Here are some highlights:
WALLACE: … An estimated seven hundred thousand Palestinian Arabs were left homeless during the Arab-Israeli war of ‘48. Israel refuses to readmit them; they live in bitterness and such men as historian Arnold Toynbee has said this: “The evil deeds committed by the Zionist Jews against the Arabs are comparable to crimes committed against the Jews by the Nazis.” How do you feel about that?
EBAN: Well, about Professor Toynbee’s statement I can only repeat what I’ve written, that it is a monstrous blasphemy. Here he takes the massacre of millions of our men, women and children, and he compares it to the plight of Arab refugees alive, on their kindred soil, suffering certain anguish, but of course possessed of the supreme gift of life…. The refugee problem is the result of an Arab policy. An Arab policy which created the problem by the invasion of Israel, which perpetuates it by refusing to accommodate them into their expanding labor market, and which refuses to solve the problem which they have the full capacity to solve.

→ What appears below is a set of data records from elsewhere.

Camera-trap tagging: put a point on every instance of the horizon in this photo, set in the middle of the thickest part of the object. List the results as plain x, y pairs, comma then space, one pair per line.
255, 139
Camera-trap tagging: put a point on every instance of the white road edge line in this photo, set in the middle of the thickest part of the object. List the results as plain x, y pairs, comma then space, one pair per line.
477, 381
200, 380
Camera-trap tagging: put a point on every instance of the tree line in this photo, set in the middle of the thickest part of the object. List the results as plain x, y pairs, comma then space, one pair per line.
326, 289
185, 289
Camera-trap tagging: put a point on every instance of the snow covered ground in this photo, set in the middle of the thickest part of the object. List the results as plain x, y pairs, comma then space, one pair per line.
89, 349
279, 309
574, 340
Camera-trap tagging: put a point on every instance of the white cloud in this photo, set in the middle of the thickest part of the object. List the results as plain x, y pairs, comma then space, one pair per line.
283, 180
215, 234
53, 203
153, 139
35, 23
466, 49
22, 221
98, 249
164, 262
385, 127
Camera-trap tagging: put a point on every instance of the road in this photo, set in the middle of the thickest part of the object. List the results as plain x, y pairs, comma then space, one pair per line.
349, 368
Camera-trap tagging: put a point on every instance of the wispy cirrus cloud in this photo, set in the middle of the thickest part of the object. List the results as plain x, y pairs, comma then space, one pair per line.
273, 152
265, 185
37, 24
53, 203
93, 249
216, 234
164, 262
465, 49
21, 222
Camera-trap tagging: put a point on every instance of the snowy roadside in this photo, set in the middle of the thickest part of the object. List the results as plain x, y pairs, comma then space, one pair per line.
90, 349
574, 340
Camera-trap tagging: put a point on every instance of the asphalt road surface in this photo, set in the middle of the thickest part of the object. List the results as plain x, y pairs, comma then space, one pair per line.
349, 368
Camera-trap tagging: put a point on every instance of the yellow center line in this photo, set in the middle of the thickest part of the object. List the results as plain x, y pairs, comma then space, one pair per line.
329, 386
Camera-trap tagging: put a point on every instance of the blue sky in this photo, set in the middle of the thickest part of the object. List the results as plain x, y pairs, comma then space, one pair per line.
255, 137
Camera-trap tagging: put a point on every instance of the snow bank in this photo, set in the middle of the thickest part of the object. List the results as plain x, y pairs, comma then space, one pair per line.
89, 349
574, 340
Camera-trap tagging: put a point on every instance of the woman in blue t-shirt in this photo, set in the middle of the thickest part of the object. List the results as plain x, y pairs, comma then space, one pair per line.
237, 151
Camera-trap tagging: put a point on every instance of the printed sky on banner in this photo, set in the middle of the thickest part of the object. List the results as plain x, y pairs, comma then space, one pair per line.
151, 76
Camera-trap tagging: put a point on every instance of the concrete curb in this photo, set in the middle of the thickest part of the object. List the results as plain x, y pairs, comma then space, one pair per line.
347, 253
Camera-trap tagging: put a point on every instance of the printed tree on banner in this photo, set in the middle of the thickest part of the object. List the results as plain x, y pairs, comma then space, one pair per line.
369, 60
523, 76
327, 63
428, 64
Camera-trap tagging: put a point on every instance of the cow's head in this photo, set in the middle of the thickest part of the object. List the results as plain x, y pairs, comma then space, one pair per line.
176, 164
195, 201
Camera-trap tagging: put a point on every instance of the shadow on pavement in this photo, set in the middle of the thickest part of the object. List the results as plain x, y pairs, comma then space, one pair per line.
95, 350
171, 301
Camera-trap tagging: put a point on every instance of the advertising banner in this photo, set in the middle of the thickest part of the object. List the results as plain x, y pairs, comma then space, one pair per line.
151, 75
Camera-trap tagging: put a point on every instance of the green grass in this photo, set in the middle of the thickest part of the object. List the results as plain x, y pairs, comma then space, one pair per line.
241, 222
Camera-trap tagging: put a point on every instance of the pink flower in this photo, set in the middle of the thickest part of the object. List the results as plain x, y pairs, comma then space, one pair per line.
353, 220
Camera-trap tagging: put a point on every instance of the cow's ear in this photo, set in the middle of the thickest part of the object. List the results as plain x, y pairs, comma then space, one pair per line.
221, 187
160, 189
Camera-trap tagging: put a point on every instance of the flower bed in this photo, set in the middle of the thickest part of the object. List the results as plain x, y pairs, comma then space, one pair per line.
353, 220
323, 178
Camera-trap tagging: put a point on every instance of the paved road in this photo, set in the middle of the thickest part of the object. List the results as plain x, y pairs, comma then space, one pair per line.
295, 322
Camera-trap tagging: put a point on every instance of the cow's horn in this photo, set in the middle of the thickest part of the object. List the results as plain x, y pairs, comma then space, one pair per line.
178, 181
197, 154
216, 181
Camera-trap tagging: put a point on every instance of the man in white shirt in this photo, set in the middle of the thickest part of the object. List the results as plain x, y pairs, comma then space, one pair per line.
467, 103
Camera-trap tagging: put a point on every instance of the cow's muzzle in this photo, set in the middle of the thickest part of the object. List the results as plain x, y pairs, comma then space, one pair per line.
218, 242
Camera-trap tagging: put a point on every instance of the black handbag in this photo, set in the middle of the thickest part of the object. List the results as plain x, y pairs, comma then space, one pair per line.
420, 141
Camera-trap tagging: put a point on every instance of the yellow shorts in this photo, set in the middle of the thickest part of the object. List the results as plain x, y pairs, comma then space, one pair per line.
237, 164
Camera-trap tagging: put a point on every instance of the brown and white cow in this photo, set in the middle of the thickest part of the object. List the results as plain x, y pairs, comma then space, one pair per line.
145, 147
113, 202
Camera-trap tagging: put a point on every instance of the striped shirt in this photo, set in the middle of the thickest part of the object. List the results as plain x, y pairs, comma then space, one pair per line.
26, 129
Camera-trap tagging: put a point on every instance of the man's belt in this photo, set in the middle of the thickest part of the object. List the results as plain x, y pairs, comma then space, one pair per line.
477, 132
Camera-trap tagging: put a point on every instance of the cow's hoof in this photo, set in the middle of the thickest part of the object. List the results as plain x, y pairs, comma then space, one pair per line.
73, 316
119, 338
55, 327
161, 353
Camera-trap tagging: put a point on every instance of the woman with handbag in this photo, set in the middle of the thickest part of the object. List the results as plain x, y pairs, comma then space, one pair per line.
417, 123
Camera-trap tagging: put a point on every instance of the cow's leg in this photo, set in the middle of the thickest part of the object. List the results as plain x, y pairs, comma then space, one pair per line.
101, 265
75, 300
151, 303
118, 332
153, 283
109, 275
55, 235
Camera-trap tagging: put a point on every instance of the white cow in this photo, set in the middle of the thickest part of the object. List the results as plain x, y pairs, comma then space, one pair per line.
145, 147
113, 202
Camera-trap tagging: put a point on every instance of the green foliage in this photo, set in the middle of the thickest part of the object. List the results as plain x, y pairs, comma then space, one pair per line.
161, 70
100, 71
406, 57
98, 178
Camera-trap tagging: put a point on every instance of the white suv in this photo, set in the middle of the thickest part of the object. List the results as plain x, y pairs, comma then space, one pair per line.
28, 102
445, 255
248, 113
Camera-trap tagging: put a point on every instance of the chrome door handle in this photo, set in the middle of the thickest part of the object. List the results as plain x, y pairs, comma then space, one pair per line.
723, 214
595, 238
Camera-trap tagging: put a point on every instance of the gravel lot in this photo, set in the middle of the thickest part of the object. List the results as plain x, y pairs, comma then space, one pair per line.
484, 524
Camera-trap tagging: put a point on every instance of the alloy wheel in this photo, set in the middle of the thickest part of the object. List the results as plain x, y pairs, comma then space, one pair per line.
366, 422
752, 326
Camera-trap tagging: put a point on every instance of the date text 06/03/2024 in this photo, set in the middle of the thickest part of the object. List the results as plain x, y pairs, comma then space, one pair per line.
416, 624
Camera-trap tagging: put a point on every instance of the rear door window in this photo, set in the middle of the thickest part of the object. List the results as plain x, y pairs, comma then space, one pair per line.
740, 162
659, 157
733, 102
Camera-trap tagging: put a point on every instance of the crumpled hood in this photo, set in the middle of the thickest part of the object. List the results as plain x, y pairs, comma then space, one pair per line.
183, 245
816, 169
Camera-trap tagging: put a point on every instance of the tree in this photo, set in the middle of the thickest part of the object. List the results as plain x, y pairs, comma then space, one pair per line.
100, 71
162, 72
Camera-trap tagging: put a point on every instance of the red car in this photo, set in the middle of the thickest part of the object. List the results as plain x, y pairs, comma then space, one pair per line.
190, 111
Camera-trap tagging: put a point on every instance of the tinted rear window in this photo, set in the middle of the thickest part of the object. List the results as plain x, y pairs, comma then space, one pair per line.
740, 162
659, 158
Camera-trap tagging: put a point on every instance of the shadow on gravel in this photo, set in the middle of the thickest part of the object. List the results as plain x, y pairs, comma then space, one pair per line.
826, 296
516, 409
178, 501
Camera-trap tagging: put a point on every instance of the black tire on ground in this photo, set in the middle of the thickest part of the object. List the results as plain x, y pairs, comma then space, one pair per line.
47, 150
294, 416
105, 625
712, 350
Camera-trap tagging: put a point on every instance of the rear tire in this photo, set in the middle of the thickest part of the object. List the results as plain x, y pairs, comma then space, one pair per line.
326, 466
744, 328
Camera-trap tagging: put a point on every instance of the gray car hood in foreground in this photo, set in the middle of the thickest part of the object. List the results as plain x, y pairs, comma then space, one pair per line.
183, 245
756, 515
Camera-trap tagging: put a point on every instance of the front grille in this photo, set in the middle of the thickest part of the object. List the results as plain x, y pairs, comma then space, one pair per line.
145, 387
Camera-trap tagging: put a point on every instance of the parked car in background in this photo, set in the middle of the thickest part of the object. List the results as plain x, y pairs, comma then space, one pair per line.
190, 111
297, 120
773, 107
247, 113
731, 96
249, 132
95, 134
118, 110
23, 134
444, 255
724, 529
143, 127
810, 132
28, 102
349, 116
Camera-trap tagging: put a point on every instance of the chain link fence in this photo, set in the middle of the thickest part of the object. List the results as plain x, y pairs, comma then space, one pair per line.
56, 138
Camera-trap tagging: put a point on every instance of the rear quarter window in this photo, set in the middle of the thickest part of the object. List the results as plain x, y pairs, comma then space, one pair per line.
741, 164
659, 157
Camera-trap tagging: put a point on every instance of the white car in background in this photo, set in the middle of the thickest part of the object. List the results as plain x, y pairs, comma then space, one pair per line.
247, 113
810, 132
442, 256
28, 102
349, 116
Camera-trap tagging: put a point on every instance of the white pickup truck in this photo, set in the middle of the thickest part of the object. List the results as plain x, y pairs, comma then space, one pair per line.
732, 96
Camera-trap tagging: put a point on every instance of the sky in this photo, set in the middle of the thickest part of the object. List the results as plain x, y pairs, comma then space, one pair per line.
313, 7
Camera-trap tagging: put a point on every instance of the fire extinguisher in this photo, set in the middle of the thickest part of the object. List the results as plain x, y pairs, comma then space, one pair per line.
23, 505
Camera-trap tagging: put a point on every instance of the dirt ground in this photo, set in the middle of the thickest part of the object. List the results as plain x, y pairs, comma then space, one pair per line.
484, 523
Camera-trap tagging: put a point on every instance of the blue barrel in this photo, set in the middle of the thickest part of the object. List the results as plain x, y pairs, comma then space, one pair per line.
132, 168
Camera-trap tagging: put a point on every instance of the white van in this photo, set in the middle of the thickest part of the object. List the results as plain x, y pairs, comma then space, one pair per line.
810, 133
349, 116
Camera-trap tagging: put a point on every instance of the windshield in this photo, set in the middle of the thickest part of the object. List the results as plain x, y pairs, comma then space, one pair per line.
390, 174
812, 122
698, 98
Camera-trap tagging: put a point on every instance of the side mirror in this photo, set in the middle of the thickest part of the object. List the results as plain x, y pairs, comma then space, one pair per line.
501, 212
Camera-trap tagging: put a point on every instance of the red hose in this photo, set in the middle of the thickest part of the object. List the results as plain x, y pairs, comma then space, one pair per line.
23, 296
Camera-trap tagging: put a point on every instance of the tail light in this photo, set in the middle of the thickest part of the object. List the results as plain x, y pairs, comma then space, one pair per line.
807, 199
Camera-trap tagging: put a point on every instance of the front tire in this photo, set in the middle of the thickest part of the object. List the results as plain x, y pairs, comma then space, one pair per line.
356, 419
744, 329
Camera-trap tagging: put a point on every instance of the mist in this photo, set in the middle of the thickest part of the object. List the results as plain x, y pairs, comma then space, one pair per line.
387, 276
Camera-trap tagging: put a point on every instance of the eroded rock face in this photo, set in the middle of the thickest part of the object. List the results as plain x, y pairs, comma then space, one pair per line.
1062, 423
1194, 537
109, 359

WALLACE: Of course, the problem of the refugees is allied with the problem of territorial expansion on the part of Israel. A major Arab spokesman here in the United States … says, “The area of the territories held by Israel today exceeds by about 40 percent the area of the territories given Israel by the United Nations. Most of this added area,” he says, “was taken by force and should therefore be relinquished by Israel.”
EBAN: Well, I think this gentleman need not to lose any sleep at night worrying about whether the State of Israel is too big. Really there is nothing more grotesque or eccentric in the international life of our times than the doctrine that little Israel, eight thousand square miles in area, should become even smaller in order that the vast Arab Empire should still further expand.
WALLACE: Mr. Ambassador, do you … foresee further territorial expansion by Israel?
EBAN: Well I don’t like the word “further” Mr. Wallace, because, as I have said, our present boundaries rest upon agreements beyond which we have not encroached, but we certainly do not desire to expand our frontiers…. We are prepared to accept a guaranteed settlement with the Arab States on the present frontiers.
Are they so prepared? I wonder whether the issue isn’t one of Arab expansion. Here sit I, the accredited representative of Israel, and I declare that Israel will sign a peace treaty with the Arab states on the present frontier. Now you get an Arab ambassador sitting here to say that he will have a settlement with Israel on the present frontier, and you will really have a story.